As the start of our spring stroll around Leipzig, I invited Nicole to a quick foray through the Waldstraßenviertel.
Right across the street of my flat you will find the largest, well preserved Gründerzeit district in Europe.
If Snow White lived in the 1950s… My beautiful friend Nicole strolling around the Waldstraßenviertel.
A substantial part of the recident families living in this quarter up to the middle of the 20th century was of Jewish decent. Many of them and their horrible fates are remembered today with the Europe-wide well-known handmade tripping stones (Stolpersteine by Gunter Demnig) in front of the entrace doors.
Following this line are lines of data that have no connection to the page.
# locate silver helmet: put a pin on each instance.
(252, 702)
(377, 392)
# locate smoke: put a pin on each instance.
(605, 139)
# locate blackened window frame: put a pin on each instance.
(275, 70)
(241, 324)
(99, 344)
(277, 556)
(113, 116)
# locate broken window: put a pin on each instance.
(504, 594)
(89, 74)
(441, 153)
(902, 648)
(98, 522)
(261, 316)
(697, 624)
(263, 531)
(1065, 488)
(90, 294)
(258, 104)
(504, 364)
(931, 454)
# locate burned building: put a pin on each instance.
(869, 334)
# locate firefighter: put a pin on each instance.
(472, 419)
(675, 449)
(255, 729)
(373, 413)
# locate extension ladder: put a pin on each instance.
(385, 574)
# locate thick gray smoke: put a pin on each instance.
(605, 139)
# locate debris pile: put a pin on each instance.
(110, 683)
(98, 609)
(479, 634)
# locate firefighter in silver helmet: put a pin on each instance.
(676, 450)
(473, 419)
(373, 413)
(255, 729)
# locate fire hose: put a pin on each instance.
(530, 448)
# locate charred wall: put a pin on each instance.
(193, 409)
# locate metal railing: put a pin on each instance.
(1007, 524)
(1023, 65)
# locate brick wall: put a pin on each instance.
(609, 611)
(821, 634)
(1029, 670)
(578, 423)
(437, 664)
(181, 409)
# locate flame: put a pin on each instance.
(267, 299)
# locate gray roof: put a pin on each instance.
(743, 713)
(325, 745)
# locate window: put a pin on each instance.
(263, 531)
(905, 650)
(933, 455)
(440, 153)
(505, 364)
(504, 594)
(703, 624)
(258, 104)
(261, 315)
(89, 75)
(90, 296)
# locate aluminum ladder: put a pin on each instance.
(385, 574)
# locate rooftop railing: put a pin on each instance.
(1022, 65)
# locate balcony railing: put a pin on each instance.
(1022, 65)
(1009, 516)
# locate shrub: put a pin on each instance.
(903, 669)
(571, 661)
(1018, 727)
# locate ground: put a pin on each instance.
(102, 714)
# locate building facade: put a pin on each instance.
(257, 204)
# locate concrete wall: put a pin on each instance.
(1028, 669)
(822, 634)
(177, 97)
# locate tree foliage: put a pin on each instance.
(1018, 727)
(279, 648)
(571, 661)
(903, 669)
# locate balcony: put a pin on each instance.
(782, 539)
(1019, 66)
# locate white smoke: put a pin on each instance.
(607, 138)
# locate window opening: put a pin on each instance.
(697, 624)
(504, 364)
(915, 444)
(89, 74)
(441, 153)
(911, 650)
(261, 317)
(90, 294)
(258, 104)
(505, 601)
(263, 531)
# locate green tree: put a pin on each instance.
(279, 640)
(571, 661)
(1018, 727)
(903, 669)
A work that cannot be emphasized and mentioned enough.
This historical quarter is bursting with decorative bowfronts, ornated balconies, artfully designed pediments and stately building entrances. All of this is combined with a close walk to the larg park – the so-called Rosental – where Nicole and I later brought the day to a wonderful close.
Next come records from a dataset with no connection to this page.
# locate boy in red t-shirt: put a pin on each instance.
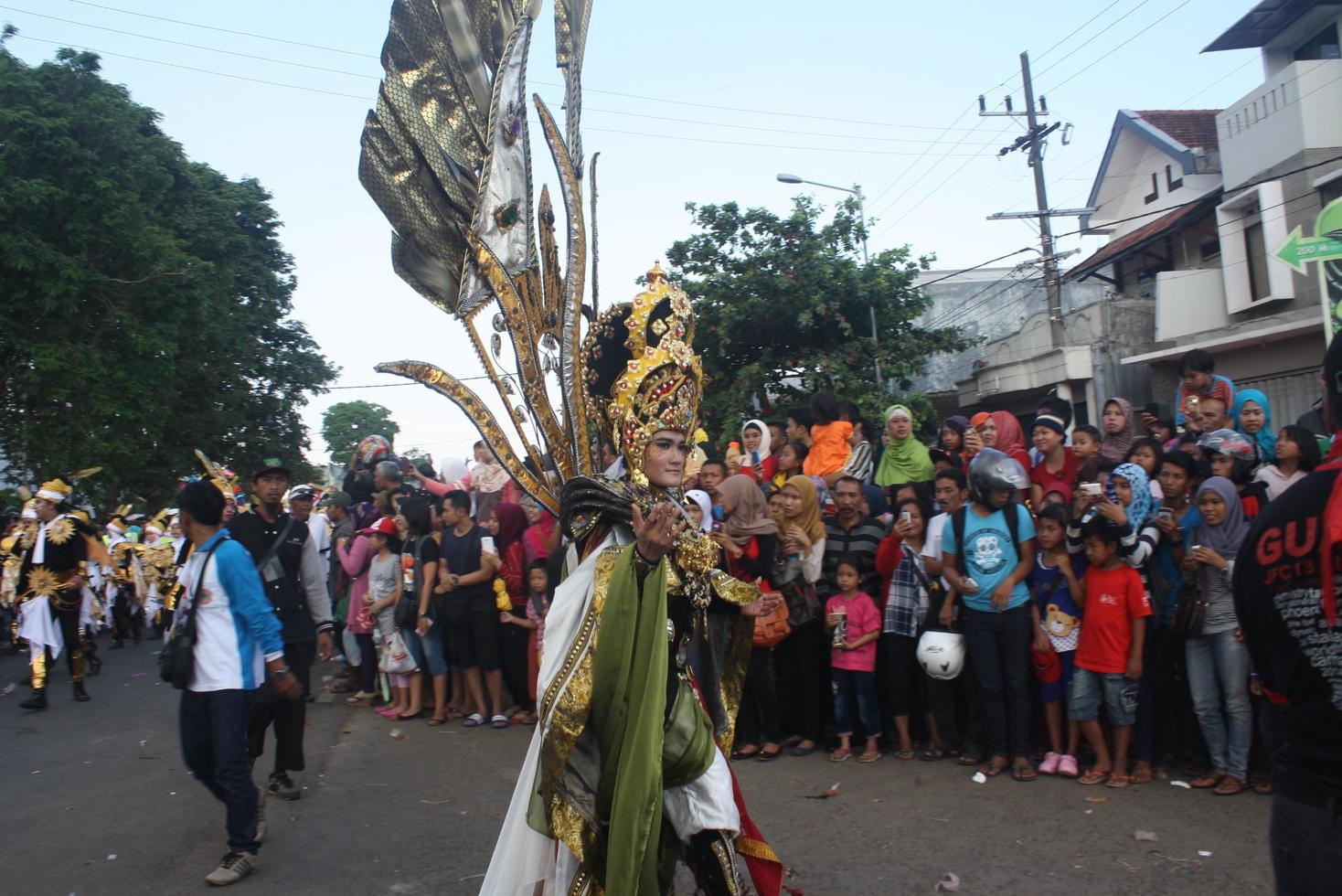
(852, 659)
(1109, 657)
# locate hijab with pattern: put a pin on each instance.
(1264, 440)
(1144, 506)
(1117, 444)
(808, 516)
(749, 514)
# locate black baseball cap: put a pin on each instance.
(272, 465)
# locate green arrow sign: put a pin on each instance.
(1299, 250)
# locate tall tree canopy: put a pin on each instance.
(782, 309)
(145, 298)
(347, 421)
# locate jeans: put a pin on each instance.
(802, 679)
(1219, 672)
(848, 683)
(214, 744)
(757, 720)
(1306, 847)
(998, 654)
(287, 717)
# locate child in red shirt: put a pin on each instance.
(854, 623)
(1109, 657)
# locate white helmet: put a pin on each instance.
(941, 654)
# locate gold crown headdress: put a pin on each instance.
(446, 155)
(642, 373)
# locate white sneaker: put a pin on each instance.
(232, 868)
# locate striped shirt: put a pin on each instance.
(862, 539)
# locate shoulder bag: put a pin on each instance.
(177, 659)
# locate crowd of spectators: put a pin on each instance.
(1074, 580)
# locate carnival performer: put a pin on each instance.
(627, 764)
(51, 577)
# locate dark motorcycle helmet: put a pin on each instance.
(992, 470)
(1233, 445)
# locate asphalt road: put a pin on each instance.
(95, 800)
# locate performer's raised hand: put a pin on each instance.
(655, 534)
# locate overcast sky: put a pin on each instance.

Our feet warmed up, the camera finally adjusted – so we continued our spring stroll through Leipzig with a promenade towards the city center.
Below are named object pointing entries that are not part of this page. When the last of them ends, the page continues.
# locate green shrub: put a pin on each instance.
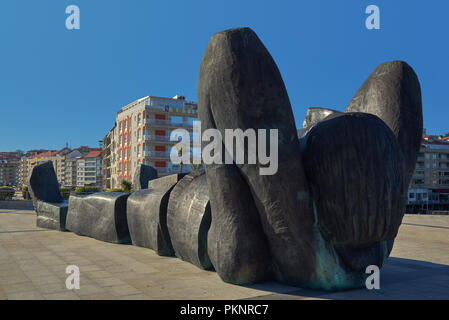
(86, 190)
(65, 192)
(6, 193)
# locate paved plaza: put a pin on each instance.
(33, 263)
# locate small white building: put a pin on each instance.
(89, 170)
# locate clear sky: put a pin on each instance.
(59, 86)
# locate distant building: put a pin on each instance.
(71, 169)
(429, 186)
(141, 134)
(64, 162)
(89, 169)
(9, 168)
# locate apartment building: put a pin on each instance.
(24, 166)
(9, 168)
(89, 169)
(64, 162)
(71, 161)
(429, 186)
(141, 134)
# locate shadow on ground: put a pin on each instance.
(400, 279)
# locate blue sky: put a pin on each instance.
(59, 86)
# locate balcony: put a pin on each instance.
(157, 154)
(156, 138)
(172, 170)
(167, 123)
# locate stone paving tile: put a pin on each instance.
(18, 288)
(123, 290)
(28, 295)
(66, 295)
(33, 262)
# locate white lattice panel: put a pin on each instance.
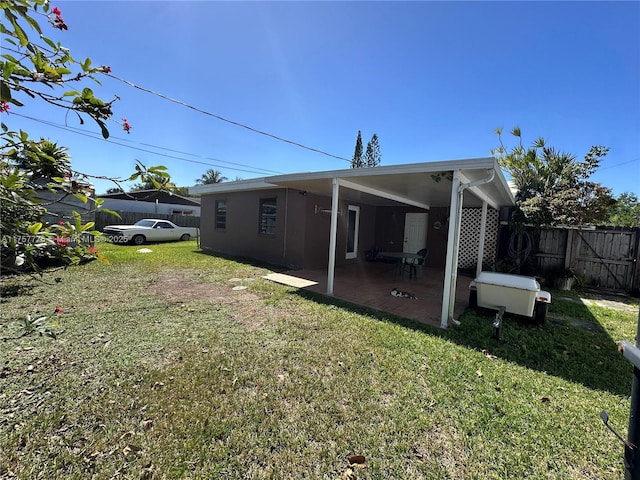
(470, 237)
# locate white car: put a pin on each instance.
(149, 230)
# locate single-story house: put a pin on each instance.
(61, 205)
(331, 218)
(151, 202)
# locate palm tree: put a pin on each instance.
(210, 176)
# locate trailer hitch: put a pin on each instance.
(604, 415)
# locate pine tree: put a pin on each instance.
(372, 155)
(356, 161)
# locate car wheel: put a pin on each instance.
(138, 239)
(540, 313)
(473, 298)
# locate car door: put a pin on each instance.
(164, 231)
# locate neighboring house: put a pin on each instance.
(60, 205)
(152, 202)
(324, 219)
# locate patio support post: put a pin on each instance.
(450, 271)
(483, 231)
(333, 235)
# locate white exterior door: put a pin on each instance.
(353, 227)
(415, 232)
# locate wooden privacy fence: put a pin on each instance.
(604, 258)
(129, 218)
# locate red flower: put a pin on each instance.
(62, 241)
(58, 22)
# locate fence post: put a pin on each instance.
(570, 248)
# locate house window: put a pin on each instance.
(221, 214)
(268, 216)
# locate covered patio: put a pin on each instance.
(451, 184)
(327, 223)
(369, 284)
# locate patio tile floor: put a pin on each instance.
(369, 284)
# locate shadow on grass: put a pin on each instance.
(574, 347)
(12, 288)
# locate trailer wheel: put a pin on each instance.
(540, 313)
(473, 298)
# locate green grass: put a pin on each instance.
(161, 370)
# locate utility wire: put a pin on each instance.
(109, 140)
(619, 164)
(146, 90)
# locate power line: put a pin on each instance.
(619, 164)
(173, 100)
(259, 171)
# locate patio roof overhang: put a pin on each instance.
(422, 185)
(454, 184)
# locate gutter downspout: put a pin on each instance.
(332, 236)
(451, 270)
(483, 232)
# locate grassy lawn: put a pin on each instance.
(164, 368)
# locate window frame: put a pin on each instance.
(267, 222)
(217, 224)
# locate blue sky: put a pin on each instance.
(432, 79)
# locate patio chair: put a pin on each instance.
(412, 264)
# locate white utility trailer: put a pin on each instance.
(515, 294)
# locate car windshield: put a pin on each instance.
(144, 223)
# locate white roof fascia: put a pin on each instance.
(238, 186)
(447, 165)
(478, 191)
(381, 193)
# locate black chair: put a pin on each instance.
(413, 263)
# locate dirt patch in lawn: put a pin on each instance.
(244, 306)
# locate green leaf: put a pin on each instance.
(51, 43)
(5, 92)
(7, 69)
(33, 24)
(78, 218)
(87, 226)
(81, 197)
(24, 40)
(86, 65)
To make full use of our photographic tour, we took various vintage (inspired) looks to wear throughout the day.
Spring stroll around Leipzig – The blooming downton
In course of the years writing for my blog, I had a large number of photoshoots. Yet I just recently noticed how little of the beautiful corners of Leipzig are represented in those pictures!
This city has numerous pittoresque places to offer, one does not need to drive far or spend much time on planning in order to find unique sceneries and backgrounds!
Sitting in front of Café Gloria, one has a perfect view over St. Thomas Church and the statue of Johann Sebastian Bach.
St. Thomas Church and idyllic cafés
Our path lead us through the culinary popular Gottsched Street towards St. Thomas Church, directly one of the most important symbols of our city.
It is home for the world famous Thomaner Choir, a boys‘ choir which recently celebrated its 800th anniversary. The church is also the final resting place for composer Johann Sebastian Bach, who worked there as cantor for over 30 years (1723-1750).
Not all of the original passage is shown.